In the morning, the towns awaken and the farmwork begins with its routine and drudgery, and then someone in the fields sees the tents. Not long after that, the wagons come through with the circus banners rippling on their sides, and in the backs of the wagons stand—or wobble, if they’ve been early with their vodka—some of the star attractions. There are the catlike Boldachenko sisters, Vana and Velika, who perform jaw-dropping feats of acrobatics and contortions atop a forty-foot pole; the Lady Tatiana, who with her daughter Zolli gallops the horses and the zebra at full speed around and around a terribly small bigtop; Yuri the clown and his miniature clown-doll Luka, who always seems to get the better of his befuddled master; Arman the handsome, who walks a wire in his black tuxedo and throws a paper rose to a lucky farmer’s wife at every show; and Gavrel the fire-eater from whose mouth flare ropes of flame and showers of sparks that whirl around the tent like the eyes of demons in the dark.

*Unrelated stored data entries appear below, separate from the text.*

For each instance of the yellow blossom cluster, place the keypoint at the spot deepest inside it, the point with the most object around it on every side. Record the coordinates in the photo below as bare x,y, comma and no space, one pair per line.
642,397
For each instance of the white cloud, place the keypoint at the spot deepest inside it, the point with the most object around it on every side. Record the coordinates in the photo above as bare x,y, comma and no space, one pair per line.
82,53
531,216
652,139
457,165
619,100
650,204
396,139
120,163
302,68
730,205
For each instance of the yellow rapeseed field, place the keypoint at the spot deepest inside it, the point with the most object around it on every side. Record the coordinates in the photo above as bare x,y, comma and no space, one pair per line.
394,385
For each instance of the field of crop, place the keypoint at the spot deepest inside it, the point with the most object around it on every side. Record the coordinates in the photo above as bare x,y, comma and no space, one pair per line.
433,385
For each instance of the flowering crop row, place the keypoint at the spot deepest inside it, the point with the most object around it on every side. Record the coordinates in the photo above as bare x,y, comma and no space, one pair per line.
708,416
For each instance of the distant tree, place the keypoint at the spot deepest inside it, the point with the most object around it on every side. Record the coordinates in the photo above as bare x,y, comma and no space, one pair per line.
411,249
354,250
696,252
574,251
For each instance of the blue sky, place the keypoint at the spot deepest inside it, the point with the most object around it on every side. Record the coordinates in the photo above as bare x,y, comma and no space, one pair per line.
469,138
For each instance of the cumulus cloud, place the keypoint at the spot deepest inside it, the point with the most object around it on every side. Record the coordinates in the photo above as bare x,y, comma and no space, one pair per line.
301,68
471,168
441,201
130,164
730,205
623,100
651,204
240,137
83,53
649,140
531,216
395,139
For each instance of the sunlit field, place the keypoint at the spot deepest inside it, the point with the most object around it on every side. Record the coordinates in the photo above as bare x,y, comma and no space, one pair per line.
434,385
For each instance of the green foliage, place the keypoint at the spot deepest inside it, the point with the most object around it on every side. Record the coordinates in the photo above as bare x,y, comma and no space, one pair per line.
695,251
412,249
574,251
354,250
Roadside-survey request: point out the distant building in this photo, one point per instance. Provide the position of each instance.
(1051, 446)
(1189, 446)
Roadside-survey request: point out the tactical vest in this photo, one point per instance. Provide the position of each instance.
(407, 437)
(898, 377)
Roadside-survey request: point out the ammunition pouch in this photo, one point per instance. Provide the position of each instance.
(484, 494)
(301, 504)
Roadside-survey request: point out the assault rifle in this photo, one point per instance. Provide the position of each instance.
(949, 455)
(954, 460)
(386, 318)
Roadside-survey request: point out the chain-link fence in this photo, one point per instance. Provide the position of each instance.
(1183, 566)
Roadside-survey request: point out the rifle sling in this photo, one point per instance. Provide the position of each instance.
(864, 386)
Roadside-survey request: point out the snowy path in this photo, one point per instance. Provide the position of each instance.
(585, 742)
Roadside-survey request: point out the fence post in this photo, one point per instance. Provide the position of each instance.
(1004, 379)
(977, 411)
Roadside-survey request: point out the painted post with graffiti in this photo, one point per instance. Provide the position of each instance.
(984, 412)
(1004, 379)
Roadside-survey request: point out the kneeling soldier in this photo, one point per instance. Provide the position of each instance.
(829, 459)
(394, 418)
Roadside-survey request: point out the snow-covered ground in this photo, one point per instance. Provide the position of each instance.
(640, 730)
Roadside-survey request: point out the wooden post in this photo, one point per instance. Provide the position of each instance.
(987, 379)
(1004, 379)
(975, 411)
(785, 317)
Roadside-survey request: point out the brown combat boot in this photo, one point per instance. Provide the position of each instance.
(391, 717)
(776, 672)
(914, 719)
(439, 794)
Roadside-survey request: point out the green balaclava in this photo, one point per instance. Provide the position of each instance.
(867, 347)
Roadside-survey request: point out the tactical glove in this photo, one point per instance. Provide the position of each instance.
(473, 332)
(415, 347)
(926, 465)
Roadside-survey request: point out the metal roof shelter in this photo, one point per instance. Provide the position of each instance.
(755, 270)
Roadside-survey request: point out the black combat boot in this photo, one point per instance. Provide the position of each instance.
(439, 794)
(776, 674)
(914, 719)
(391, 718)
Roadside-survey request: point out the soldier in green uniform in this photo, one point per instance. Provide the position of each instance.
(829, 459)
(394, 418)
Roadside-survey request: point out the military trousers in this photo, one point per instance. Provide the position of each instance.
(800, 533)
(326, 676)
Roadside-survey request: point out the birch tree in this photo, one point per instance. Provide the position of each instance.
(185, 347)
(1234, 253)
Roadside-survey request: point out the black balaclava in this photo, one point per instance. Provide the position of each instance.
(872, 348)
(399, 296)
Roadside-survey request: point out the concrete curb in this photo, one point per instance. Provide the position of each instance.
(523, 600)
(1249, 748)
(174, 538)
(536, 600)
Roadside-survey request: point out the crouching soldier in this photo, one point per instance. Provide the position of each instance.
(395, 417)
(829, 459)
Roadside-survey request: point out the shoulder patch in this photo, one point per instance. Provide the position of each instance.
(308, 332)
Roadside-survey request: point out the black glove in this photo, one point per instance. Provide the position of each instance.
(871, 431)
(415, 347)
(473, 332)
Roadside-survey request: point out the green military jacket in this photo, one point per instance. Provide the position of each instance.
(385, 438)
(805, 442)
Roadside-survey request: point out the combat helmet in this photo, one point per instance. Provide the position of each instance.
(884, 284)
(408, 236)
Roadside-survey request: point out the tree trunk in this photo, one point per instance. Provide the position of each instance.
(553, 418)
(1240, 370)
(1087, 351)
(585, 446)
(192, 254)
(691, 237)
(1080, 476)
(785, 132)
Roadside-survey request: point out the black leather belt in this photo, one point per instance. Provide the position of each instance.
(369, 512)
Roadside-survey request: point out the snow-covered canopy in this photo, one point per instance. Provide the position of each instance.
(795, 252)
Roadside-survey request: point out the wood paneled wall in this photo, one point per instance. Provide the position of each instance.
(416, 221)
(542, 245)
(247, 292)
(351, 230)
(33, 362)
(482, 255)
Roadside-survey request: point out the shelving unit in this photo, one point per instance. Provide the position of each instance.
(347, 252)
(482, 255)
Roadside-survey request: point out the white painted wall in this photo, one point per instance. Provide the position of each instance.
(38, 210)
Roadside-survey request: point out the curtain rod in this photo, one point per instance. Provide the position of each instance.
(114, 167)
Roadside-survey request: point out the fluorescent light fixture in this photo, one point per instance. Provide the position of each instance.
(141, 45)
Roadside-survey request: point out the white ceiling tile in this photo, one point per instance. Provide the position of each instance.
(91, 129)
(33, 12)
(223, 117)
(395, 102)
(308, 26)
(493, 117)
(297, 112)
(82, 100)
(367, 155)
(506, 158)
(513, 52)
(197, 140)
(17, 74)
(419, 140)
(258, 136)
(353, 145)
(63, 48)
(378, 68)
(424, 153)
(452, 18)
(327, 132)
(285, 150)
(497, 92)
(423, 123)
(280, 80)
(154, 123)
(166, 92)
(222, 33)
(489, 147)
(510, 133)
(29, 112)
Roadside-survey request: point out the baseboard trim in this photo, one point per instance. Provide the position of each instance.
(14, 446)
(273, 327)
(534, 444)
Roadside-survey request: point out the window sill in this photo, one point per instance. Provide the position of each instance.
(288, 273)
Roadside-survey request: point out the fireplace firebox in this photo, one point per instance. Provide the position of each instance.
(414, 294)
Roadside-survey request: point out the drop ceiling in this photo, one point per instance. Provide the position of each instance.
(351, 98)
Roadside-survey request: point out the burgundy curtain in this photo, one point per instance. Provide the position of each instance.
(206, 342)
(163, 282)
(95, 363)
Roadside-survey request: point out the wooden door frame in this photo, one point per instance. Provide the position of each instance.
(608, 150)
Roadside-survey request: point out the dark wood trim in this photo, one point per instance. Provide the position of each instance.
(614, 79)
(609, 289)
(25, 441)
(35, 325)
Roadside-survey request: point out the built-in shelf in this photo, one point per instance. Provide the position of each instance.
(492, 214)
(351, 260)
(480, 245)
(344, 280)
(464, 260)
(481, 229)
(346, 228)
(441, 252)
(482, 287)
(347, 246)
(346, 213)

And also to mention the stars of the midway! For after the big show has ended, the audience is encouraged to walk in the glow along the Great White Way, to spend more coins or trade more chickens to visit Eva the bearded lady, Motka the man with skin so hard a hammer bends a nail upon his breastbone, Irisa the wrinkled dwarf who also plays superb classical Tchaikovsky on her pink toy piano, Natalia the emaciated spider woman, and last but not least the massive wrestler Octavius Zloy, who wears a purple cloak and a Roman helmet and stands with treetrunk arms crossed over his traincar chest and, his slab of a chin upraised and his small eyes narrowed, dares any son of Russia to pin his shoulders for the count of three.
Though many have tried, no one ever has. And Octavius Zloy has no mercy for any son of Russia who climbs into the ring. Many have been removed, senseless and bloody, while his young and beautiful wife Devora raises his sweat-streaked arm and accompanies him as he parades back and forth like the superhuman species he believes himself to be.
The sons of Russia do not know that Devora, for all of her dark gypsy beauty and nineteen supple years, is missing several teeth and used to have a straighter nose. They don’t know about the broken arm of last summer, and the black bruise across her lower back that caused her to hobble like an old woman through the month of June. But it is late August now, in this year of 1927, and as the saying goes: When Anger and Revenge are married, their daughter is called Cruelty.
It is the vodka, Devora thinks. Always the vodka. He lets it own him. And then when he has had more than enough to blaze his bonfire and not yet quite enough to topple him into sleep, Octavius Zloy rises up ragged and enraged within his own skin and he will not rest until someone has been hurt.